DDPM (Denoising Diffusion Probabilistic Models):

  • Framework: Discrete-time Markov chain
  • Training: Predicts the noise $\epsilon$ added at each timestep
  • Objective: Variational lower bound (ELBO)
  • Process: Fixed forward process adds Gaussian noise, learns reverse process
  • Formula: Minimizes $|\epsilon - \epsilon_\theta(x_t, t)|^2$

Score-Based Models:

  • Framework: Continuous-time diffusion (SDEs)
  • Training: Predicts the score function $\nabla_x \log p(x)$ (gradient of log density)
  • Objective: Score matching (denoising score matching)
  • Process: Adds noise at multiple scales, learns score at each noise level
  • Formula: Minimizes $|\nabla_x \log p(x_t) - s_\theta(x_t, t)|^2$

Connection

They’re essentially equivalent!

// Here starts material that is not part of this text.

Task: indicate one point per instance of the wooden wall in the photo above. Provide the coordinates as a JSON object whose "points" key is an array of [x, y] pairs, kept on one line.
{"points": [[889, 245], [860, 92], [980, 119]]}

Song et al. (2021) showed:

  • DDPM’s noise prediction $\epsilon_\theta$ is related to the score: $s_\theta(x_t, t) = -\frac{\epsilon_\theta(x_t, t)}{\sqrt{1-\bar{\alpha}_t}}$
  • Score-based models generalize DDPM by using continuous time (SDEs instead of discrete steps)
  • Both learn the same underlying structure through different parameterizations

The score-based view provides more flexibility (continuous time, different noise schedules, alternative samplers like probability flow ODEs).